UPDATE: Steven Den Beste emails:

A switch to the use of civilians by the Pentagon isn’t necessarily good news.

It used to be that those job were done by civilians. Problem was that they were hired under civil service rules, and if they turned out to be incompetent, or lazy, or corrupt, it was damned near impossible to get rid of them. The structure ended up so rotted out that eventually the Pentagon switched over to using servicemen for those tasks. That meant that if they didn’t do their jobs, they could be replaced or disciplined under military rules, so the organization did a better job overall.

Now they’re switching back to civilians. In the short run, it will work fine. But if they go back to hiring those civilians under civil service rules, then in the long run they’ll be back to the same rotted out useless structure they had before.

It may be that by using contractors instead of civil service hirees they can avoid that. That’s really the question.

Yes, it is.

ANOTHER UPDATE: Reader Thad McArthur emails:

Of course, Steven also just put his finger on why the use of private contractors is so widespread in the Pentagon. Hire Brown & Root, let them hire the people.
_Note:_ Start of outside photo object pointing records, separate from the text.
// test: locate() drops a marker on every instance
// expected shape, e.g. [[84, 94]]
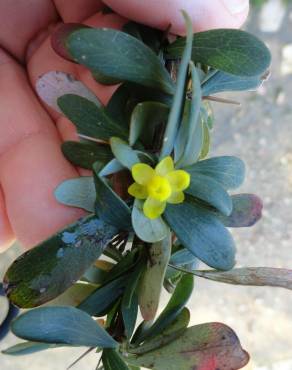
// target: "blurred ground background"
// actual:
[[260, 132]]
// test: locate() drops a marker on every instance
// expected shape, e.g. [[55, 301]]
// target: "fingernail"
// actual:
[[236, 6]]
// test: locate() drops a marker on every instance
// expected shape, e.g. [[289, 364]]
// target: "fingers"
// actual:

If their people don’t do the job, make them do the firing.

Yes, the harder you make it to fire people, the greater the likelihood that their jobs will be outsourced.

There are more thoughts here, including this observation about experience curves:

The primary reason is that the military duty cycle at a given position is one or two years. In extreme cases it can go as high as four to five, but that is truly extreme and requires special circumstances. On the Civilian side, we commonly work at in a given position 5 to 7 years just like in private industry. We don’t stop being the new guy until a year or two in, but by that time the green suiters are already moving on to their next posting.

The military has realized this. They have been increasingly training civilians in technical and decision making fields because they realize civilians maintain the expertise in a program far longer than with equivalent members of the military. This is also why the National Guard is trained in a lot of technical fields like communications. Their deployment rotation is also much longer than the regular military so they can get very good at their jobs.

Read the whole thing. And reader Floyd Clark notes that Robert Heinlein was ahead of the curve with his novel Starship Troopers:

“While a few M.I. are on desk jobs you will always find that they are shy an arm or a leg, or some such. These are the ones – the Sergeant Hos and the Colonel Nielssens – who refuse to retire, and they really ought to count twice since they release able-bodied M.I. by filling job which require fighting spirit but not physical perfection. They do work that civilians can’t do – or we would hire civilians. Civilians are like beans; you buy ’em as needed for any job which merely requires skill and savvy.”

Heinlein, an Annapolis graduate, wrote that in 1959.

Indeed.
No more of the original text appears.